Таким образом, все движение исторического познания представляет собой разрешение его внутренних противоречий, отражающих противоречия самого объекта, - бесконечный процесс, каждый этап которого должен рассматриваться как с точки зрения углубления в сущность, природу общественного развития, так и по степени охвата многосторонности, воспроизведения целостности исторического движения. И тот и другой аспекты исследования являются одновременно логическими и историческими, в равной мере требуя обогащения прежних представлений анализом нового фактического материала, расширением источниковедческой базы. Исторический факт в той мере, в какой он в ходе исследования включен в сложное историческое целое и правильно понят, становится составным элементом концепции, общей реконструкции процесса; исследовательская гипотеза, подтвержденная анализом фактов, утверждает себя как относительная форма (ступень) абсолютной истины, а субъективные представления отдельного исследователя приобретают тем самым общенаучную значимость. В этом заключительном пункте исследования (итоговом на данной ступени знания) теория исторического познания уже не существует как нечто отдельное, отличное от теории исторического процесса.

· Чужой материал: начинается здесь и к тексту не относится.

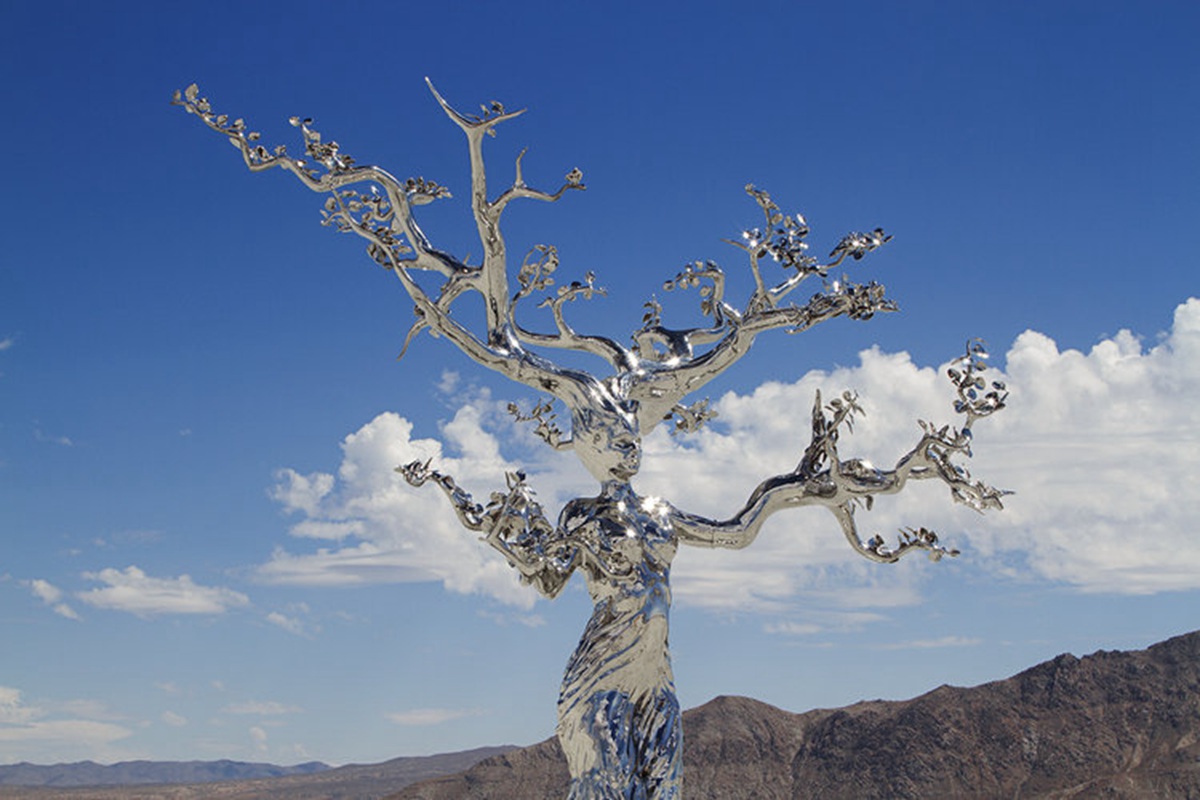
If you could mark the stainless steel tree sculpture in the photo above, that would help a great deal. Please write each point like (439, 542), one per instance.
(618, 716)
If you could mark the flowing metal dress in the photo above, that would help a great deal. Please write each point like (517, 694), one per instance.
(618, 716)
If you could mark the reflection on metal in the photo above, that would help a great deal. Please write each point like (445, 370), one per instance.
(618, 717)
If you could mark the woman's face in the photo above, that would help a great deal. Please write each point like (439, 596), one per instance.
(610, 447)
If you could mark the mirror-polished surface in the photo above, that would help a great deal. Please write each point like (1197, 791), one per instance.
(618, 716)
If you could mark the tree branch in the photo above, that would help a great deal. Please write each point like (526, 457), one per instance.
(823, 479)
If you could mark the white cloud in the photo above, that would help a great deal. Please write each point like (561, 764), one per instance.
(132, 590)
(25, 732)
(388, 531)
(259, 738)
(931, 644)
(421, 717)
(174, 720)
(52, 596)
(289, 624)
(258, 708)
(1101, 447)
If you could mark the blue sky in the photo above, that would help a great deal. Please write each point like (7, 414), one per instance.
(203, 552)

Единство объекта, цели и метода определяет, в свою очередь, структуру науки, соотношение отдельных областей и отраслей ее, всего общественного знания, современное развитие которого, как и развитие науки в целом, характеризуется, с одной стороны, возрастающей специализацией, а с другой - тенденцией к сближению, к интенсивному развитию пограничных областей, к взаимному обогащению исследовательскими приемами: например, выделение области конкретных социологических исследований и использование их методики в анализе исторических структур, применение историками современных методов логического анализа, а также методов статистики, кибернетики и т. д.; вместе с тем идет общий процесс «историзации» во всех науках, включая точные, оказывающий обратное воздействие на развитие самой исторической науки.

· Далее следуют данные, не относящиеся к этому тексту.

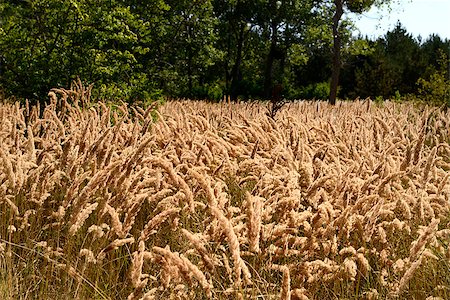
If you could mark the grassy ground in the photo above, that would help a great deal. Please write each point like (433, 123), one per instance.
(221, 201)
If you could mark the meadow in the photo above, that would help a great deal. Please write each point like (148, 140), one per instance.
(195, 200)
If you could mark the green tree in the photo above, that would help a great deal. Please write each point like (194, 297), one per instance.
(49, 43)
(339, 7)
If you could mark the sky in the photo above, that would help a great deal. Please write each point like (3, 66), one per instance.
(419, 17)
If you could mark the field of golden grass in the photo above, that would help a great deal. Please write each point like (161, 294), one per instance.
(197, 201)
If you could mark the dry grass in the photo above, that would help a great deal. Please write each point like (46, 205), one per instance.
(220, 201)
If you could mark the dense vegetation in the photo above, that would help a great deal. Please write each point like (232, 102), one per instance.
(207, 49)
(219, 201)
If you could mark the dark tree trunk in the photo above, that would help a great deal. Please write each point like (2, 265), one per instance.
(268, 72)
(336, 51)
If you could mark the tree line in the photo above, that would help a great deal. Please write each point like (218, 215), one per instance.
(208, 49)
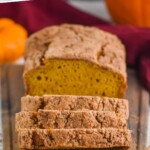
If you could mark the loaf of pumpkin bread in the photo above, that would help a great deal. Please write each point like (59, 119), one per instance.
(75, 60)
(74, 103)
(73, 138)
(57, 119)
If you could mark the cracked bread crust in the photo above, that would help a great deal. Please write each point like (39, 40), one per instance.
(73, 138)
(68, 102)
(76, 42)
(45, 119)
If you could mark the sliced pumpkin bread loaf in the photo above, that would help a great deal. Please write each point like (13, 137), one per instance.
(70, 102)
(67, 119)
(73, 138)
(75, 60)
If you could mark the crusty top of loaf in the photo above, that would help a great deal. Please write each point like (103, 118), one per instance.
(75, 42)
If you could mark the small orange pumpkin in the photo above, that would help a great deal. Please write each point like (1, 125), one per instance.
(12, 40)
(135, 12)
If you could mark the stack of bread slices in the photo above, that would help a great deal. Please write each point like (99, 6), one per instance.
(64, 108)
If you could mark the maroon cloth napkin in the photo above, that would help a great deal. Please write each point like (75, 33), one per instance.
(37, 14)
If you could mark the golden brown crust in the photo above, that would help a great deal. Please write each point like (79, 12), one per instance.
(73, 138)
(75, 103)
(76, 42)
(56, 119)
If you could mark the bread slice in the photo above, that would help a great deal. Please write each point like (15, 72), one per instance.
(68, 102)
(56, 119)
(75, 60)
(73, 138)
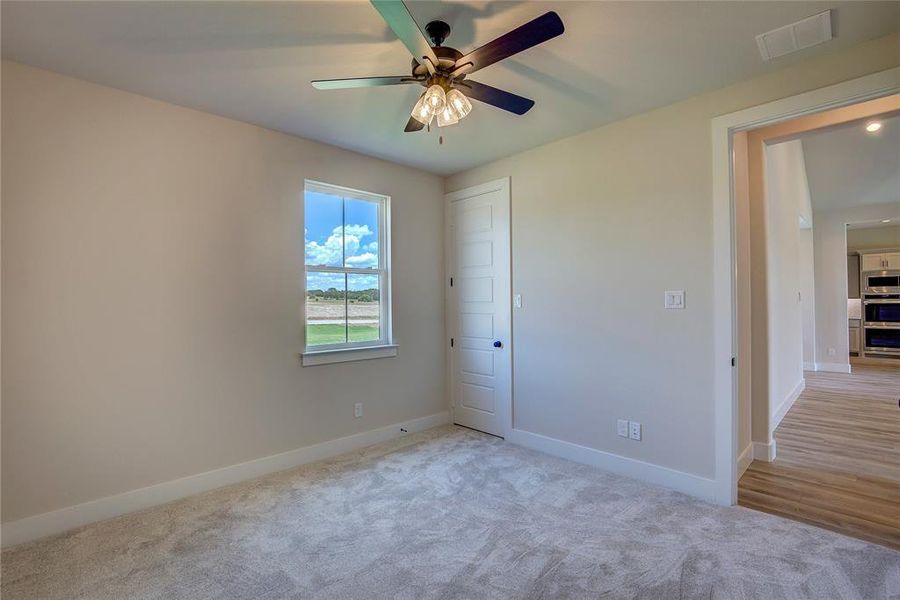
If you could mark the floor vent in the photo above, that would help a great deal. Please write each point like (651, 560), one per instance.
(795, 36)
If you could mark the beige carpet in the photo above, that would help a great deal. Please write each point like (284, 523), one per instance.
(448, 514)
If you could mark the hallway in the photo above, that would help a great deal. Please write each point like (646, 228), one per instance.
(838, 457)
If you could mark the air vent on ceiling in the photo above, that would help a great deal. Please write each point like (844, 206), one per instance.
(796, 36)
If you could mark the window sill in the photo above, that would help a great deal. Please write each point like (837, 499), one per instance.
(327, 357)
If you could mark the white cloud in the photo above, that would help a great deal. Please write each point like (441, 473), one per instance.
(366, 259)
(330, 252)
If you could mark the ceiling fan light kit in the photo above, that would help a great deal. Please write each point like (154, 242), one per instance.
(443, 70)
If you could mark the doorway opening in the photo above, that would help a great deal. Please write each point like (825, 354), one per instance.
(817, 320)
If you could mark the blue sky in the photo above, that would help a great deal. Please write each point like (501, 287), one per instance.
(330, 244)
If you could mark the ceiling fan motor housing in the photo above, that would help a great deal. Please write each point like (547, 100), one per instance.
(438, 31)
(447, 58)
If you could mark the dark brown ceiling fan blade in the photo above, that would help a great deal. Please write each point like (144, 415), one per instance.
(346, 84)
(495, 97)
(414, 125)
(535, 32)
(397, 16)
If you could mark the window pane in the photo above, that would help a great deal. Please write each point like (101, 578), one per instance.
(361, 233)
(363, 308)
(323, 218)
(326, 321)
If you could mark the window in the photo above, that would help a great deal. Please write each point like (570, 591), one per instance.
(347, 269)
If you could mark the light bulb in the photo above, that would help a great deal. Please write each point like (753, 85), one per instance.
(460, 104)
(435, 98)
(447, 117)
(873, 126)
(422, 111)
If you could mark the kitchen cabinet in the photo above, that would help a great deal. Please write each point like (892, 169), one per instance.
(881, 261)
(854, 339)
(892, 260)
(853, 276)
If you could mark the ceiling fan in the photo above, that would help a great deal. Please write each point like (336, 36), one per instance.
(442, 70)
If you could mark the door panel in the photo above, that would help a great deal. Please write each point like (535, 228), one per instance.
(479, 308)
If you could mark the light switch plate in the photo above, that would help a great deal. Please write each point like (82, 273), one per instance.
(634, 430)
(675, 299)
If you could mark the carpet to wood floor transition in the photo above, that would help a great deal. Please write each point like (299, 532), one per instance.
(838, 457)
(449, 513)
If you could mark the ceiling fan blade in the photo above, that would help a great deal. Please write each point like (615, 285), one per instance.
(397, 16)
(345, 84)
(535, 32)
(495, 97)
(414, 125)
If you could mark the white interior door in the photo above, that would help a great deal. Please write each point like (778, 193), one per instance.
(478, 304)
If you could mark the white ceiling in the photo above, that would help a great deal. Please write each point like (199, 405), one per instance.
(253, 61)
(847, 167)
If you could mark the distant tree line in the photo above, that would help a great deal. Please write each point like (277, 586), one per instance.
(369, 295)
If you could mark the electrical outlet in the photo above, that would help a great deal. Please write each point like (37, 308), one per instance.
(674, 299)
(634, 430)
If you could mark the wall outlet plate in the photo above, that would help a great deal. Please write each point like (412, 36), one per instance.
(634, 430)
(674, 299)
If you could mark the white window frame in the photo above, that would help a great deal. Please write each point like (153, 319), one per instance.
(350, 351)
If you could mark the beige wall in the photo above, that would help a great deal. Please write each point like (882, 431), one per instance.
(152, 261)
(787, 198)
(602, 224)
(808, 296)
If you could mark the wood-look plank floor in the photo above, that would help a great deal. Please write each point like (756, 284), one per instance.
(838, 457)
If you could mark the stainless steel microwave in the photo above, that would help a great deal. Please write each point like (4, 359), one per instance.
(882, 282)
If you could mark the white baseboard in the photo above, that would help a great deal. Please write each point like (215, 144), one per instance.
(833, 367)
(786, 404)
(58, 521)
(744, 459)
(694, 485)
(764, 452)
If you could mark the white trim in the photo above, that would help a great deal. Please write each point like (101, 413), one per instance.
(744, 459)
(763, 451)
(687, 483)
(724, 266)
(58, 521)
(833, 367)
(502, 184)
(786, 404)
(327, 357)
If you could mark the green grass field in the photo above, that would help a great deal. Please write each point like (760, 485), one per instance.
(317, 335)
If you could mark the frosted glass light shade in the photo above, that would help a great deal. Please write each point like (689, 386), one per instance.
(435, 98)
(447, 117)
(422, 111)
(459, 103)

Творческое развитие теоретических принципов и познавательных средств науки призвано не только обогатить практику исторического исследования, но и способствовать повышению роли исторического знания как одной из наиболее активных форм общественного сознания. Последний аспект, который всегда учитывается марксистами и который во многом определяет возросшее внимание к методологии истории со стороны историков-марксистов в СССР и за рубежом, исключительно важен в современных условиях. Гигантские революционные изменения в мире, вовлечение в активную историческую жизнь народов, долгое время рассматривавшихся их колониальными угнетателями лишь как объект истории, резко усилившаяся взаимозависимость между развитием отдельных стран и процессом поступательного движения человечества в целом - все это делает наиболее актуальными проблемы всемирности, неравномерности и многовариантности прогресса, интернационального и национального, требуя интенсивной разработки и большей, чем в прошлом, дифференциации соответствующих категорий и понятий. Тут действует и более широкая закономерность: если настоящее, правильно понятое в своей генетической связи с прошлым, служит важнейшим объективным критерием исторического познания, то, в свою очередь, исследование истории - необходимое условие для решения современностью ее собственных задач. В этой связи внимание историков-марксистов привлекает, в частности, проблема повторяемости - не только в ее общеисторическом и гносеологическом плане (повторяемость как необходимая сторона прогресса, момент познания единства истории), но и под углом зрения неиспользованных в прошлом возможностей и вариантов развития, поиска более прямых, "экономных" путей поступательного движения общества. Именно новизна совершающегося требует углубленного анализа и всестороннего учета опыта истории. Отсюда вытекает еще одна задача марксистско-ленинской методологии истории: теоретическое вооружение исторической науки для более действенного участия ее в формировании положительных традиций, прежде всего традиций освободительной борьбы и революционного преобразования мира, а также для участия в критическом анализе уроков прошлого, в очищении прогрессивных традиций от случайного, ложного, чуждого им.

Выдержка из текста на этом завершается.